I don't know why I wrote that paragraph. One thing just led to another. Kind of like life. Okay, exactly like life. One thing leads to another. It's a good thing too, I suppose, because if one thing led to the same thing I'd be writing the first paragraph again.

I'm looking out my window for inspiration and I'm not getting a thing. There's nothing out there but lush vegetation in every shade of green serving as a backdrop for countless flowers of more colors than your biggest crayon box ever held, a towering volcano whose peak is this morning shrouded in clouds and whose sloping shoulders seem to encircle our house and a huge pale sky with dark, fast moving clouds streaming by like some kind of celestial parade. So with nothing to write about there, I think I'll just call it a day.

It's a day.

Saturday, July 01, 2006

Smoking Ban

This is what I dreamed I was writing last night: I've liked bars ever since my father first started taking me to them when I was about eight or nine. Certainly not as old as ten. I liked the smoke filled air and the bitter, clingy smell of spilled beer. These were working men's bars. They were noisy, sometimes raucus and most had either shuffleboards or pool tables. All of them had juke boxes. Five cents a tune or six plays for a quarter. We'd stay while Dad had a draft beer, sometimes two and I drank a coke and listened to the men talk. I really wanted to play Pool, it looked like it would be fun, but the tables were always being used. And then, because I was dreaming and dreams being what they are, I stopped writing and was morphed into some other dream adventure I can't recall this morning. Damn! I was hoping to get at least five hundred words from no work involved dream inspiration. Maybe tomorrow night.
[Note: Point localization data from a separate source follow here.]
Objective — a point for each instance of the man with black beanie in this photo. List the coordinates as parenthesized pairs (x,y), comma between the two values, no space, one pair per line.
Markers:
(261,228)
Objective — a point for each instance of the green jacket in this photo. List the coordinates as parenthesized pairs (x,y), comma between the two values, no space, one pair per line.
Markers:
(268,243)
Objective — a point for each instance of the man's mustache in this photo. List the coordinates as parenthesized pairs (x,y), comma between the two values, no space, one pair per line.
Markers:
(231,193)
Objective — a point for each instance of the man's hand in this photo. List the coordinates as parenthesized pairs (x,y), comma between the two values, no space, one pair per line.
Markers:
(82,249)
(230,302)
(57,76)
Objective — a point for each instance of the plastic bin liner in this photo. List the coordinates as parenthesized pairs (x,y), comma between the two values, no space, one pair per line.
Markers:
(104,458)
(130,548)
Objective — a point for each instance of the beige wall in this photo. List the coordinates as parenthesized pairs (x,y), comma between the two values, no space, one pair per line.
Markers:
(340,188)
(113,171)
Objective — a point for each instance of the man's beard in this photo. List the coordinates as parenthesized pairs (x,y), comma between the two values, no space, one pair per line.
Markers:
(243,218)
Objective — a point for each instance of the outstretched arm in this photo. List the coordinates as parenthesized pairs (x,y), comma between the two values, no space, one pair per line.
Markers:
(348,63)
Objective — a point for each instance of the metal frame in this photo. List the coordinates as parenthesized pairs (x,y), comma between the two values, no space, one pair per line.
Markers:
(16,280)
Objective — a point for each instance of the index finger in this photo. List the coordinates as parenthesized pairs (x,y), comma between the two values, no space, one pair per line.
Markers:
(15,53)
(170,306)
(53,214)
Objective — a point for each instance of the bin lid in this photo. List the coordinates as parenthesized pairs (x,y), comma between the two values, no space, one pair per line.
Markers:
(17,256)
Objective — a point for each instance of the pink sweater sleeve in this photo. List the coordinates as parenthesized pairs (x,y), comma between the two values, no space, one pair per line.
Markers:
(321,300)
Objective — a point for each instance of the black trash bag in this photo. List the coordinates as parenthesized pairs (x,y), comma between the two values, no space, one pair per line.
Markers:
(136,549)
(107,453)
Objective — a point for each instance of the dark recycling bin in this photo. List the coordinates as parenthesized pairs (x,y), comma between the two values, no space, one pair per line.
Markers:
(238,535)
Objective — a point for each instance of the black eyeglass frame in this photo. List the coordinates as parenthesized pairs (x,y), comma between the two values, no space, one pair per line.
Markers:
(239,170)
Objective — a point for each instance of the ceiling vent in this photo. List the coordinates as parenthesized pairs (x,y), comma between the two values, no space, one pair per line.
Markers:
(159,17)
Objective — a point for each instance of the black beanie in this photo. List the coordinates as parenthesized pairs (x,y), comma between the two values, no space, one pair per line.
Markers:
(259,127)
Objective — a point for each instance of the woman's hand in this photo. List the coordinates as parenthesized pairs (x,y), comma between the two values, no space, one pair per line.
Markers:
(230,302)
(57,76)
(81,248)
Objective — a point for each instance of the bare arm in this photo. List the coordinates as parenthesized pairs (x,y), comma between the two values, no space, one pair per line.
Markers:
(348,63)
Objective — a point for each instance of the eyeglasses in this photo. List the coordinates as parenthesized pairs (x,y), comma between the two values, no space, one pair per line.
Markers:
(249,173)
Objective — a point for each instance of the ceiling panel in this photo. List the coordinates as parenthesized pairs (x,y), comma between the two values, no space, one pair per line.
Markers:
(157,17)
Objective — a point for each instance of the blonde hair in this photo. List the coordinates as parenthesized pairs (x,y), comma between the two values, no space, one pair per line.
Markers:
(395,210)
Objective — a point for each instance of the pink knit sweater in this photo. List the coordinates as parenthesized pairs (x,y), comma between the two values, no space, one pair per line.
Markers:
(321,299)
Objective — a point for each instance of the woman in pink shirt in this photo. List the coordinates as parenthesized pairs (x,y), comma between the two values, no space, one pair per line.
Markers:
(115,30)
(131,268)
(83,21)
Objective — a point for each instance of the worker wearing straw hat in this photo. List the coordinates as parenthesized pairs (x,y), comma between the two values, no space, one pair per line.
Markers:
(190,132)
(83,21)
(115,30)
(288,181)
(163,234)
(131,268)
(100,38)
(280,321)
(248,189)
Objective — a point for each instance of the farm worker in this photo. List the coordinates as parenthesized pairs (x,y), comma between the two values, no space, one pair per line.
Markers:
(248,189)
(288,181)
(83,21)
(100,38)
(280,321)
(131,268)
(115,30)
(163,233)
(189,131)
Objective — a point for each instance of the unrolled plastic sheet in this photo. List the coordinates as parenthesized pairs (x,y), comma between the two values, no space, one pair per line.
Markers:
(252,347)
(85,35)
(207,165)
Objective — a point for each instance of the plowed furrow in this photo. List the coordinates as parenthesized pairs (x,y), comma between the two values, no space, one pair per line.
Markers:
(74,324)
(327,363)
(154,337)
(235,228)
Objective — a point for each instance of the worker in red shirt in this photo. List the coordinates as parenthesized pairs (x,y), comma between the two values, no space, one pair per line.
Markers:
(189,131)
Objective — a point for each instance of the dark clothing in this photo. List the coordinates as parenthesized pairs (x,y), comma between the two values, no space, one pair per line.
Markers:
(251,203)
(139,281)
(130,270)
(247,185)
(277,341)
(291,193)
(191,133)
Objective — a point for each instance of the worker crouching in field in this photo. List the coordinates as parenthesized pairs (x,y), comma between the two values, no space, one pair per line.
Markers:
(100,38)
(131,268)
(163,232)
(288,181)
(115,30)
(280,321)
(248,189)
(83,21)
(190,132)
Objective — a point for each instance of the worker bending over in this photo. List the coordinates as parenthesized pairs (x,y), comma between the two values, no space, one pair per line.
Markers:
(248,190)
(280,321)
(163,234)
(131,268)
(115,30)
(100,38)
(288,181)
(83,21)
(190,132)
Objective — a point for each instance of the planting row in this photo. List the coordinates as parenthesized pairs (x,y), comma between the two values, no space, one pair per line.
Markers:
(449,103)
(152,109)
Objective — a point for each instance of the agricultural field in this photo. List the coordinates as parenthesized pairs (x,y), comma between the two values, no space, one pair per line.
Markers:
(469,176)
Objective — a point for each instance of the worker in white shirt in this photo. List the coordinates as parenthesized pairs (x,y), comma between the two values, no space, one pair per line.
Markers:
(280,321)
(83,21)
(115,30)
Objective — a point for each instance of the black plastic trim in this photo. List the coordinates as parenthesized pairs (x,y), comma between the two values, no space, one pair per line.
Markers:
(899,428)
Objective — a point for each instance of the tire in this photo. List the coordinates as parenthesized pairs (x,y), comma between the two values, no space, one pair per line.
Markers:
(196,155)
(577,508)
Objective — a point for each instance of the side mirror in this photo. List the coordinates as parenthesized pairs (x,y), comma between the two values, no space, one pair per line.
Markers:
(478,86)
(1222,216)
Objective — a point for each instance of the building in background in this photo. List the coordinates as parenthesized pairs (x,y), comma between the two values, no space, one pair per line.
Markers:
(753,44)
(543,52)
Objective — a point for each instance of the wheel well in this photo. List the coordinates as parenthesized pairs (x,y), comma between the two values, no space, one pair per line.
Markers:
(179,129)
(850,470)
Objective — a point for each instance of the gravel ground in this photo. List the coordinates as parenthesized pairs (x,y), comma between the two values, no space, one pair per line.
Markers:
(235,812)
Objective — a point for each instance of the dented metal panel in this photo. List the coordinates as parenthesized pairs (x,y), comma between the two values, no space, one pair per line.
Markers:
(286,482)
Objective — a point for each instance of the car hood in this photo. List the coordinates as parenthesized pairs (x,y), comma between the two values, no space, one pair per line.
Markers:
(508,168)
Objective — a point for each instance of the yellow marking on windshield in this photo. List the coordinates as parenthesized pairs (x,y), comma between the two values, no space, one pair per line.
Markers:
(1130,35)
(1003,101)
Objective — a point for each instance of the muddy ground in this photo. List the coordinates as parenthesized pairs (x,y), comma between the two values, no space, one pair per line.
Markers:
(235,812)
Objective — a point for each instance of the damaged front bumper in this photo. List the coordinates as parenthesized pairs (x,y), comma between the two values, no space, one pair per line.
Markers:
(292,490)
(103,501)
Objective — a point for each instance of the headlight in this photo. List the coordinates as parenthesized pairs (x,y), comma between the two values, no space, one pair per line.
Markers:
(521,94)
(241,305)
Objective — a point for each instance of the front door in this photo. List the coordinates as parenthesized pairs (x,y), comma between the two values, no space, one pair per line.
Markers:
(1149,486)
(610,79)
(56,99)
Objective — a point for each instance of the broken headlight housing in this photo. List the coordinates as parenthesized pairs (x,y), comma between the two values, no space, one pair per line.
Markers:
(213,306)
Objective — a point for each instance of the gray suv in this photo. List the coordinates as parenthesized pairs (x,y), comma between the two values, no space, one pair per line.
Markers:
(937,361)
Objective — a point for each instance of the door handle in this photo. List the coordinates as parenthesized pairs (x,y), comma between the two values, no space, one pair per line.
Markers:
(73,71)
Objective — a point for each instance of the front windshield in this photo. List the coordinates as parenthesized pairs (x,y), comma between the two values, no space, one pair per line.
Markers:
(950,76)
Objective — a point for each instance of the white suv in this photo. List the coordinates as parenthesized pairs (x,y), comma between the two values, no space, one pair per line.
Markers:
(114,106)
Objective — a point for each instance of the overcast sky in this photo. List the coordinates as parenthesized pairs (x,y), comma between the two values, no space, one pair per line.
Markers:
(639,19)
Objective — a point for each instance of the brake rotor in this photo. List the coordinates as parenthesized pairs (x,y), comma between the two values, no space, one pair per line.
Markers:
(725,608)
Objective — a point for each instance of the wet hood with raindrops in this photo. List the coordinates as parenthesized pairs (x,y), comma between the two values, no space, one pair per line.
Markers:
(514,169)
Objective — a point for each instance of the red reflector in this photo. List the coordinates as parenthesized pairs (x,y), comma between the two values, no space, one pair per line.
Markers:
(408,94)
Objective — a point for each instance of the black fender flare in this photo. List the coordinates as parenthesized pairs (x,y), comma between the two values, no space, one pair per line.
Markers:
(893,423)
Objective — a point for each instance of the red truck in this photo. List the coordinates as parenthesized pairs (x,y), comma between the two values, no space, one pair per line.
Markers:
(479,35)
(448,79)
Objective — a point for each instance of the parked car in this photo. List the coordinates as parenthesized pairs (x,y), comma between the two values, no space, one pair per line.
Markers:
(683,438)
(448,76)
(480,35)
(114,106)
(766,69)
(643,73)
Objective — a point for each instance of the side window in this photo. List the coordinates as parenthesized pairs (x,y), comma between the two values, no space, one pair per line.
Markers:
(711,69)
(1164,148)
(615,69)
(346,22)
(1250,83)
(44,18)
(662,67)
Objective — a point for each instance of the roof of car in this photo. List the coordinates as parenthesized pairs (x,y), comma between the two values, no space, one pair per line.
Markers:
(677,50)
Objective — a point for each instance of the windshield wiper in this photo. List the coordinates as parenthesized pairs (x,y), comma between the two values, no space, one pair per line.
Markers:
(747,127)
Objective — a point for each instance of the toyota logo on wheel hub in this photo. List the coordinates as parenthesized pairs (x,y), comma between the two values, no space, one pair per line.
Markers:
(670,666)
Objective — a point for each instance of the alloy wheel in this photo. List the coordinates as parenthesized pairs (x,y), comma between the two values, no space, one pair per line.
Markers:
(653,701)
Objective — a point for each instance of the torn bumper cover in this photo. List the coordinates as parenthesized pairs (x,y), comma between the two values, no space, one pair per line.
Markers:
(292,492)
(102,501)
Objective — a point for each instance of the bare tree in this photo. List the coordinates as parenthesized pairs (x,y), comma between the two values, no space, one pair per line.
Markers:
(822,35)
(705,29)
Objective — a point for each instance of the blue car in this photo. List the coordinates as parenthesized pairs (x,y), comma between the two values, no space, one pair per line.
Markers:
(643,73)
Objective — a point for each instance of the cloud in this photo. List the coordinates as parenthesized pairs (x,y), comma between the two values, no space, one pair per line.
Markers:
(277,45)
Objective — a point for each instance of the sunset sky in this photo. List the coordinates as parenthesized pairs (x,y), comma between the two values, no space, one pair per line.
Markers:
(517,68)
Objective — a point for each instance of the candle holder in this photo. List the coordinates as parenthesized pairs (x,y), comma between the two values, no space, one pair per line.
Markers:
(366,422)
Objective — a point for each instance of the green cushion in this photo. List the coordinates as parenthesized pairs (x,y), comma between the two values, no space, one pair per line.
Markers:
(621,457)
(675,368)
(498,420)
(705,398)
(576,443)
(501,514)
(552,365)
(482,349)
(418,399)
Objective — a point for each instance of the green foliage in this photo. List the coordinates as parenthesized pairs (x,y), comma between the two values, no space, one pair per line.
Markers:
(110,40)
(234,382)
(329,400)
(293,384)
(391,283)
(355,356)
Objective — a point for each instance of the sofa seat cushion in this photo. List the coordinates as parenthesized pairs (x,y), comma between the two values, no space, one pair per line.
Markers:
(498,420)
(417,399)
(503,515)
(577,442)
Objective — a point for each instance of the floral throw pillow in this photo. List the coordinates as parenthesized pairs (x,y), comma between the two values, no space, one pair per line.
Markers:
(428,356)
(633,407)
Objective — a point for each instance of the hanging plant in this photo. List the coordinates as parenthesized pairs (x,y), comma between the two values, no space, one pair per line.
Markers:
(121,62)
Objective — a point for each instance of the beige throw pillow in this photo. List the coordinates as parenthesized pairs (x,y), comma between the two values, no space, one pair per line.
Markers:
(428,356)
There is though, this link: Denver, the place I consider my home town because I lived there longer than in any other place, put a no smoking ban into effect at 12:01 this morning. That's no smoking in public places including bars. Now, as I've noted in my dream writing above, I like bars. This new ban is going to radically change their character. It is my feeling, yeah I know this is weird, that drinking alcohol should only occur while you are doing one or both of two other things; those things being eating or smoking. Drinking alcohol alone without the social accompaniment of a good meal or a fine smoke means that, it seems to me, you are drinking just to get drunk. Drinking, eating and smoking, are by many accounts, all ways to poison yourself, so why should one be banned and not the other? Shouldn't bar owners have the choice of putting up a sign saying either "Smoking Permitted Here" or No Smoking Here"? I'm not really making a stand, just commenting, because, hey, I'm in Panama. I can eat slabs of bacon, mainline Marlboros, they're a dollar a pack, or swim in rum, but, you know, I like bars and when I go to Denver I'll miss the smoke. Luckily, there's still that swell dead beer smell.